Among the areas requiring research identified in the report are implications for access to justice, particularly in terms of digital exclusion – the 18% of the population without access to the internet, and the many more requiring some digital assistance – and the inequalities that arise as a result. Other areas include procedural justice and the ability of individuals to participate meaningfully in online procedures, the impact on transparency of judicial proceedings, how online procedures affect behaviours and the role of key participants including judges and representatives, and how such procedures may affect outcomes. Other questions that arise relate to security and privacy and whether, ultimately, successful rollout of digitalisation will make other systems (in-person hearings, for example) appear redundant.
The conclusion Thomas and Tomlinson reach is that ‘it is clear that it is important that research is undertaken on online tribunals. … Ensuring that research keeps pace with quickly-unfolding developments and their implications presents an immense challenge, but this is a major issue—with potentially huge social and economic effects—worthy of detailed inquiry‘. In administrative justice in particular, they note, it is ‘important that a research agenda for online tribunals is distinct from research concerning online courts generally—in administrative justice, the fundamental question of the relationship between the state and the citizen is in play’.

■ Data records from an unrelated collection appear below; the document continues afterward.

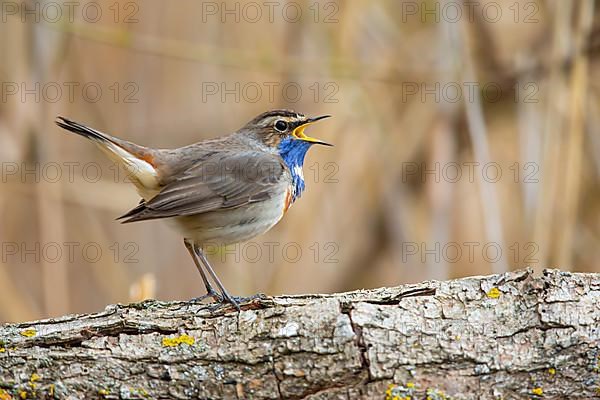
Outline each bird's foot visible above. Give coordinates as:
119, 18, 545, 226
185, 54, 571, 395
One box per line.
232, 293, 268, 303
190, 289, 223, 303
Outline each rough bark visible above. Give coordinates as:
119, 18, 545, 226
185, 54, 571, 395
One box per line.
0, 270, 600, 400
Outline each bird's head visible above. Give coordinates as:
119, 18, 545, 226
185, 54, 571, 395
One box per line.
242, 110, 331, 152
242, 110, 331, 202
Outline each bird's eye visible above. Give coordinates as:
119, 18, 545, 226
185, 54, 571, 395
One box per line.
275, 119, 287, 132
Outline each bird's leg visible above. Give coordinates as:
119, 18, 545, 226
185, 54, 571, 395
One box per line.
195, 246, 240, 311
183, 239, 223, 302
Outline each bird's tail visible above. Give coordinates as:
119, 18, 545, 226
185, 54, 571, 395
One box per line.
55, 116, 159, 200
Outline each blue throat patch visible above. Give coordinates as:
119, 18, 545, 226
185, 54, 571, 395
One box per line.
279, 138, 312, 201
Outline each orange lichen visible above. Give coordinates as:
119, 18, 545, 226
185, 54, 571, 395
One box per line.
20, 328, 37, 337
162, 334, 196, 347
486, 287, 502, 299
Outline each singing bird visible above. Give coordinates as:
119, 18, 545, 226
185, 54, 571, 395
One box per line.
56, 110, 331, 310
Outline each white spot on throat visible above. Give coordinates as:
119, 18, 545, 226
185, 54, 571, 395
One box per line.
294, 165, 304, 180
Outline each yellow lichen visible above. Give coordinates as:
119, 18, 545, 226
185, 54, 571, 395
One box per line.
162, 334, 196, 347
486, 287, 502, 299
0, 389, 12, 400
21, 329, 37, 337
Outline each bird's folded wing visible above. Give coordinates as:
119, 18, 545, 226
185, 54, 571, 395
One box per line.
119, 151, 285, 223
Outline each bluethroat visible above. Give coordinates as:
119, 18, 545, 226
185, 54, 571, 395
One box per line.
56, 110, 331, 310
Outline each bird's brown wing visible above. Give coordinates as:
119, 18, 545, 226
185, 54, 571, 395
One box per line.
119, 151, 286, 223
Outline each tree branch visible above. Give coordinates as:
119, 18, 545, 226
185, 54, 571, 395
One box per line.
0, 270, 600, 400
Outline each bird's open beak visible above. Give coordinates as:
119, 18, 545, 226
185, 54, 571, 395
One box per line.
292, 115, 333, 146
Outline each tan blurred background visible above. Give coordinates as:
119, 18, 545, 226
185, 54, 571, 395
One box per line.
0, 0, 600, 321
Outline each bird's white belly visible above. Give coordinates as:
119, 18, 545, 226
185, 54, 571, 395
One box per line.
170, 190, 287, 246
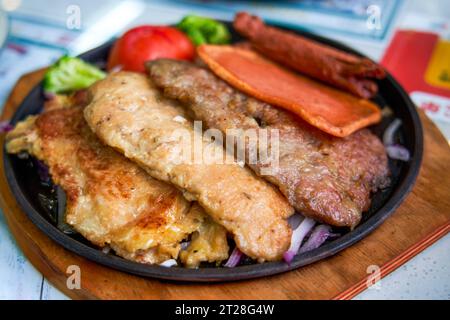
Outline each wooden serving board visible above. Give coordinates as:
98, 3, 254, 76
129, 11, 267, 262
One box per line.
0, 70, 450, 299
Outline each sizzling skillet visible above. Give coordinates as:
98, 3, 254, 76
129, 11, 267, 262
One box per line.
4, 24, 423, 281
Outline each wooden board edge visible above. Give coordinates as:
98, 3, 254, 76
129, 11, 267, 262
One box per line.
332, 221, 450, 300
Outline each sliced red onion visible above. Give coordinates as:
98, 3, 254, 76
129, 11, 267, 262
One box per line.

At the moment, empirical research and application of design thinking look like unattainable luxuries while statutory deadlines loom and essential decisions need to be made. My question is, how do we hold onto that imperative set out starkly by Thomas and Tomlinson and, in our rush to keep the administrative justice show on the road, not let ourselves be lulled into thinking we’ve cracked it? This is what ‘sleepwalking into…’ references are about – the risk that we stumble headfirst into new territory because needs must, but when things settle, we fail to remember those warnings about stepping back and doing the time-consuming work of empirically researching new developments.
NB: The artwork contained in this piece was produced by the author, Margaret Doyle. UKAJI thanks her for this creative contribution.